Article

The arithmetic of extortion


Date:
04. February, 2009


Valdis Kalnozols, once the boss of one of Latvia’s largest construction companies, gave an interview (in Latvian) with some straight talk about public procurement in construction.

Interview
Here is a nice passage:

“The prices are inflated… About 5-15% [of the procurement contract] is the sum that must be given back to certain people, political parties and so on… At the moment in road construction, it seems, everything is clear ten years ahead, who will build what bridge. Also in the construction of large objects – if political power will not change, we can talk about 2-3 years ahead, who and where will build potential objects…”

And this one:

“…for example, a firm X obtains a public procurement contract worth 10 million lats, and each month a part of the incoming cash flow must be transferred to where a [party’s] cashier says, and that’s it.”

A truly hilarious part of the interview is where the journalist is being incredulous as to why nobody wants to do anything to stop the corruption.
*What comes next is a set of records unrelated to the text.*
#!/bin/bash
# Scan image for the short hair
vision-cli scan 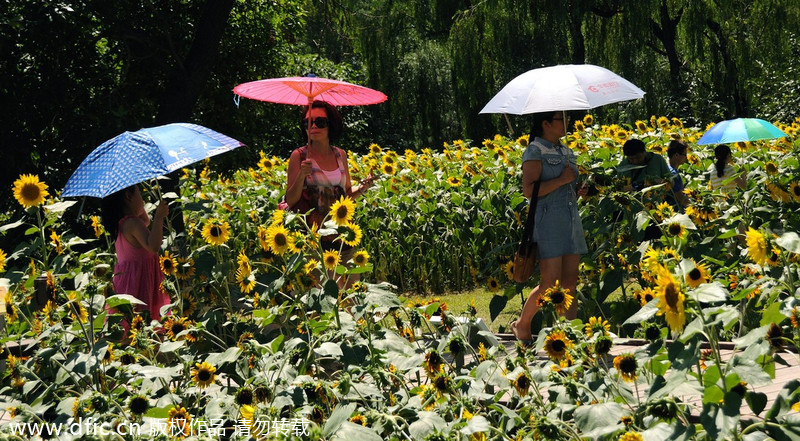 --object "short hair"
[667,139,689,158]
[532,110,561,136]
[622,139,644,156]
[300,100,344,142]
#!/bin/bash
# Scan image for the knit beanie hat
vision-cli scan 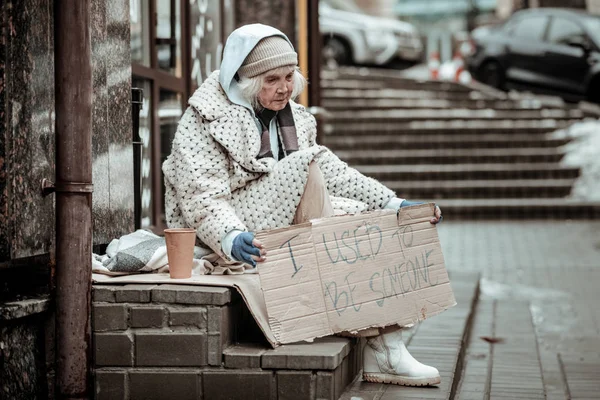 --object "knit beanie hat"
[238,36,298,78]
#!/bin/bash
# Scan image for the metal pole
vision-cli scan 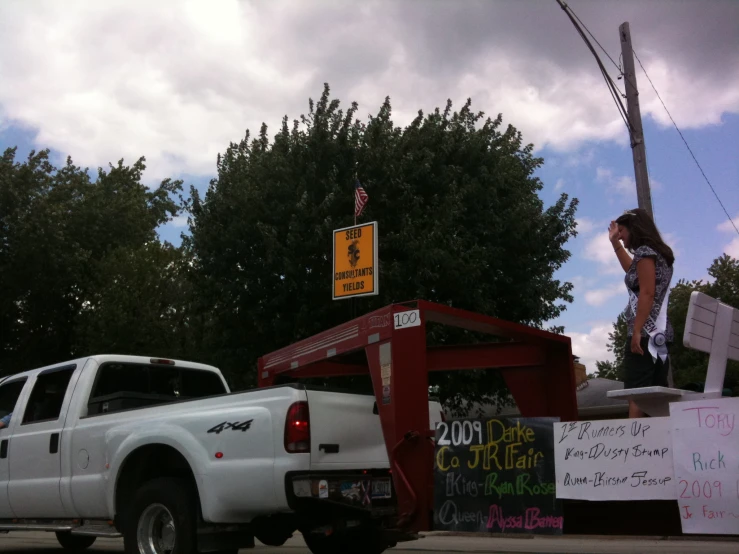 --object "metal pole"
[618,21,654,219]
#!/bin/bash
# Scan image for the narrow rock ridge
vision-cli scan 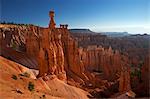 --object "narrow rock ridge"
[0,11,131,96]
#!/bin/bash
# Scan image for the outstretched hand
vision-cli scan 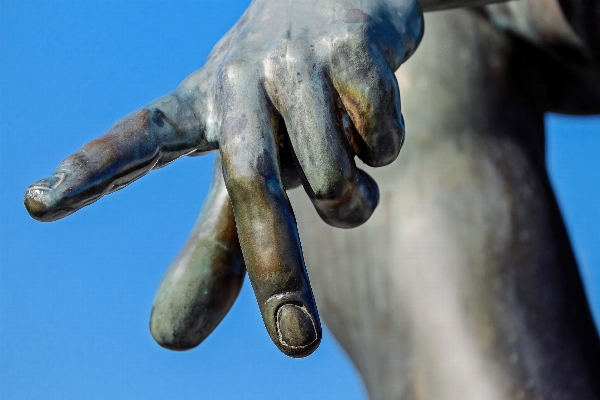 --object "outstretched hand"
[25,0,423,357]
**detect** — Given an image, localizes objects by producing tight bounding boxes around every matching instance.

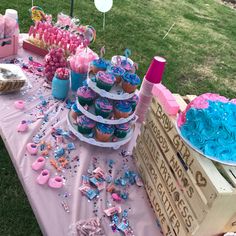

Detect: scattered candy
[17,120,28,132]
[14,100,25,110]
[111,193,122,202]
[61,201,70,213]
[26,143,38,155]
[104,206,121,216]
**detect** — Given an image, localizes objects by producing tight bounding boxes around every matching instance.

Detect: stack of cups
[135,56,166,122]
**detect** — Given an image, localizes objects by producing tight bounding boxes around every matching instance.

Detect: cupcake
[95,97,113,118]
[95,123,115,142]
[127,94,139,111]
[96,71,116,91]
[114,122,131,138]
[114,101,132,119]
[71,103,82,120]
[108,66,125,84]
[121,59,133,72]
[77,86,97,106]
[90,58,109,74]
[122,72,141,93]
[77,115,96,134]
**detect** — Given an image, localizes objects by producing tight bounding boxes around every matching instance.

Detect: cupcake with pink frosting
[96,71,116,92]
[95,97,113,118]
[77,115,96,134]
[77,86,97,106]
[114,122,131,138]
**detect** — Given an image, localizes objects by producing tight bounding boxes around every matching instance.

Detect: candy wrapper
[0,14,5,39]
[69,47,98,74]
[4,15,19,38]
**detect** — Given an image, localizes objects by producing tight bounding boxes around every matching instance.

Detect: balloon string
[162,23,175,39]
[103,12,106,31]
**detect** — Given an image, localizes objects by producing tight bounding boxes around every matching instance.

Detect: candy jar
[52,68,70,100]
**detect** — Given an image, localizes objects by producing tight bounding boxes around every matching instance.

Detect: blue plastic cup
[71,70,87,91]
[52,76,70,100]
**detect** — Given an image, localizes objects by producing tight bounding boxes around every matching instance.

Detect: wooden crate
[133,95,236,236]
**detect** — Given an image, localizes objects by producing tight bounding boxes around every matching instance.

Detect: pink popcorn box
[23,40,48,57]
[0,35,19,58]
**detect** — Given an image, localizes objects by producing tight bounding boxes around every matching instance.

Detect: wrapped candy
[0,14,5,39]
[4,9,19,38]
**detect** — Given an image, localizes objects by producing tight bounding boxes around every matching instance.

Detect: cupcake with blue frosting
[96,71,116,92]
[127,94,139,111]
[71,103,83,120]
[114,101,132,119]
[90,58,110,74]
[95,97,113,118]
[95,123,115,142]
[122,72,141,93]
[77,86,97,106]
[77,115,96,134]
[114,122,131,138]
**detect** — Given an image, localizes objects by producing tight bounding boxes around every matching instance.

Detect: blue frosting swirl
[107,66,125,76]
[92,58,110,70]
[115,101,132,112]
[180,100,236,162]
[71,103,82,114]
[96,123,115,134]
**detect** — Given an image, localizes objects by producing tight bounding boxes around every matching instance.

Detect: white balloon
[94,0,113,13]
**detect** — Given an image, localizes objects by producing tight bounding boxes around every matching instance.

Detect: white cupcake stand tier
[67,112,135,150]
[76,100,137,125]
[87,79,135,100]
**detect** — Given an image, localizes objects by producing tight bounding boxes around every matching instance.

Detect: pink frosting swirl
[96,71,115,84]
[77,86,96,98]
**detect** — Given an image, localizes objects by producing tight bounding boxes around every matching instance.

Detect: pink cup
[146,56,166,84]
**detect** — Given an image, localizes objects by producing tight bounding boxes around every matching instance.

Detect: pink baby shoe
[48,176,63,188]
[17,120,28,132]
[26,143,38,155]
[32,157,46,170]
[36,169,50,185]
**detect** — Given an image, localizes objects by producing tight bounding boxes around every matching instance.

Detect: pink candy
[69,44,98,74]
[104,206,121,216]
[14,100,25,110]
[111,193,122,202]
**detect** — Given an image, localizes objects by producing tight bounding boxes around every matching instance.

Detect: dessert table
[0,35,161,236]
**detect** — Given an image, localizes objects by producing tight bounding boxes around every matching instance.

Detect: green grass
[0,0,236,235]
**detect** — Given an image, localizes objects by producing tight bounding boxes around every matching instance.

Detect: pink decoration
[44,48,66,81]
[55,68,70,80]
[69,45,98,74]
[146,56,166,84]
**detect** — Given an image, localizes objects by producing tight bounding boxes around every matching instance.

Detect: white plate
[87,78,136,100]
[175,115,236,166]
[67,111,135,149]
[76,100,136,125]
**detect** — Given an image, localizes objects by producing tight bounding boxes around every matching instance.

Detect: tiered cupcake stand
[67,76,137,149]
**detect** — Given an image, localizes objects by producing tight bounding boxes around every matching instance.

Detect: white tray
[67,111,135,149]
[76,100,137,125]
[87,78,136,100]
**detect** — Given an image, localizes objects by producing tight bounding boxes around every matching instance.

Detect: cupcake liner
[95,128,113,142]
[122,81,137,93]
[97,80,113,92]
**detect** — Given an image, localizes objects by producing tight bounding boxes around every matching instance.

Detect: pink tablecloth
[0,39,161,236]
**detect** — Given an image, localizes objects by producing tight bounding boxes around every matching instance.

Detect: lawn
[0,0,236,235]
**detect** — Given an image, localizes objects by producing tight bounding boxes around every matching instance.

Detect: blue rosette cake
[177,93,236,165]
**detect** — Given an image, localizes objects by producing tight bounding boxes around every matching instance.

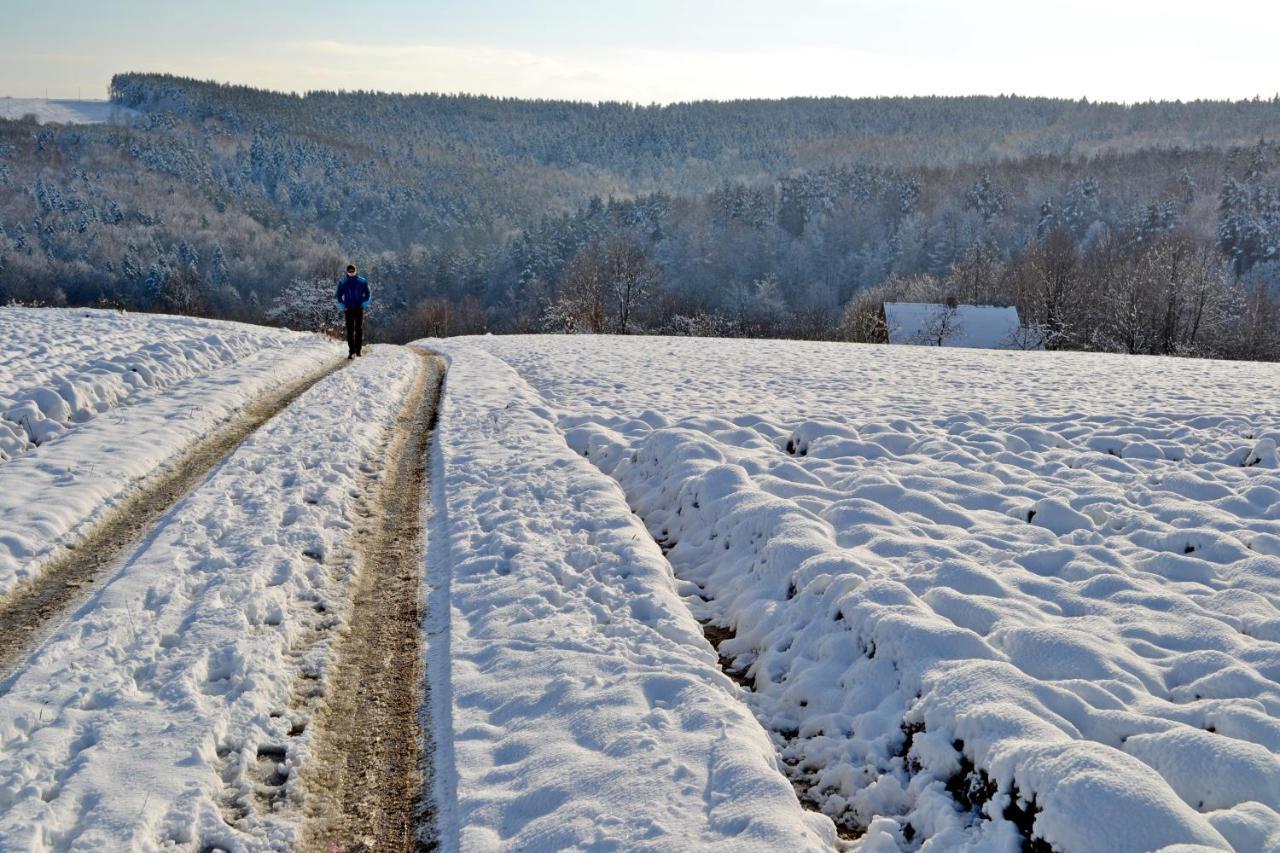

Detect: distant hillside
[0,74,1280,353]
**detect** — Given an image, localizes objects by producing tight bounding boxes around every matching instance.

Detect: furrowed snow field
[426,342,835,852]
[0,307,340,599]
[0,347,419,850]
[428,337,1280,850]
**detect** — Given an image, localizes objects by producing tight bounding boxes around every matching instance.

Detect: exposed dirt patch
[301,353,444,853]
[0,359,347,678]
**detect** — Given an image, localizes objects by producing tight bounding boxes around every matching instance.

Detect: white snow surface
[0,96,141,124]
[0,347,417,850]
[426,342,835,850]
[428,336,1280,852]
[0,307,340,597]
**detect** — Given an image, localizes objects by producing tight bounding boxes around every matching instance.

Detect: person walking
[334,264,372,359]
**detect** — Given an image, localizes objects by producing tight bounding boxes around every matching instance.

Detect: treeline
[0,68,1280,359]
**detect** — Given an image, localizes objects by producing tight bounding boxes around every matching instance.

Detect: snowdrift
[433,337,1280,850]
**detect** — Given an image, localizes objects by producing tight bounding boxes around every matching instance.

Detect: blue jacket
[334,275,371,309]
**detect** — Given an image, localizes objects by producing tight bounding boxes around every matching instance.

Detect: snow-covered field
[0,97,140,124]
[431,337,1280,850]
[0,309,1280,853]
[0,348,417,850]
[0,307,339,598]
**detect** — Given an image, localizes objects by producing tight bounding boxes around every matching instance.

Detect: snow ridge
[428,342,835,850]
[454,338,1280,853]
[0,347,419,850]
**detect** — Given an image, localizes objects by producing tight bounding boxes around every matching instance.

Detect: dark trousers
[347,306,365,355]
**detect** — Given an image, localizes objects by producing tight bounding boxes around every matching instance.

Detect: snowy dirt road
[0,359,346,679]
[300,353,444,853]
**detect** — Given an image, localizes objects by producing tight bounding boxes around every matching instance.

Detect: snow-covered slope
[0,97,138,124]
[0,307,339,597]
[431,337,1280,850]
[0,347,417,850]
[426,346,835,852]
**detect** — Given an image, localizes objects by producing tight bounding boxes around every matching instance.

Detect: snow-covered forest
[0,74,1280,359]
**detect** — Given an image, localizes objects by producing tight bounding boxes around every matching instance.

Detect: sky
[0,0,1280,104]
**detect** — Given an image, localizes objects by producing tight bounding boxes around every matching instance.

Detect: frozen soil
[301,353,444,853]
[0,359,346,678]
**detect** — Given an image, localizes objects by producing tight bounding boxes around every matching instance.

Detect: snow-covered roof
[0,97,140,124]
[884,302,1021,350]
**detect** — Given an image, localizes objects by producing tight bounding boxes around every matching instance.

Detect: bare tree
[604,238,658,334]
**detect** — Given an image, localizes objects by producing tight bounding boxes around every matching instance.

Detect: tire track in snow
[301,353,444,853]
[0,350,347,689]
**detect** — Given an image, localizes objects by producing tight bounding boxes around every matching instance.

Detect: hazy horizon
[0,0,1280,104]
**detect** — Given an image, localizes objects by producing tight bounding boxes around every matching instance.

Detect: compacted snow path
[301,355,444,853]
[0,360,346,678]
[0,346,421,852]
[0,307,340,599]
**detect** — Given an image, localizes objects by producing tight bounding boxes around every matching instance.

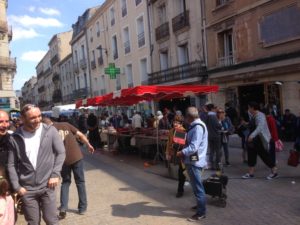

Mr. Kalnozols reasonably points that, if you take a million lats from the people (i.e. the taxpayers), they won’t like it but will not really do anything about it. On the other hand, if someone will try to expose a secret deal where some people steal a million of taxpayers’ money, the chances are that on the next day this guy will be shot. Mancur Olson’s “Logic of Collective Action” in action. Indeed, if a relatively small group of politicians steals a million lats from the taxpayers, the per capita gains are high enough to justify the effort of each participant. Suppose there is a million taxpayers who are the victims of this theft. Then each loses one lat. For each individual taxpayer: does the goal of recovering 1 LVL of his tax money justify the risks of being shot?

The situation with the farmers is just another example of this arithmetic. If a few thousands farmers can get 27 millions of lats at the expense of other taxpayers, per farmer gains are large enough to put up the kind of show they did. It would be in the common interest of the other taxpayers to erect the barricades to stop the farmers from entering Riga. And yet, it is in the individual interest of no-one to participate in such an endeavor because per taxpayer gains from resisting the farmers are so small relative to the cost of going to the barricades. This is what Olson called the “paradox of collective action”, which, sadly, is what we see.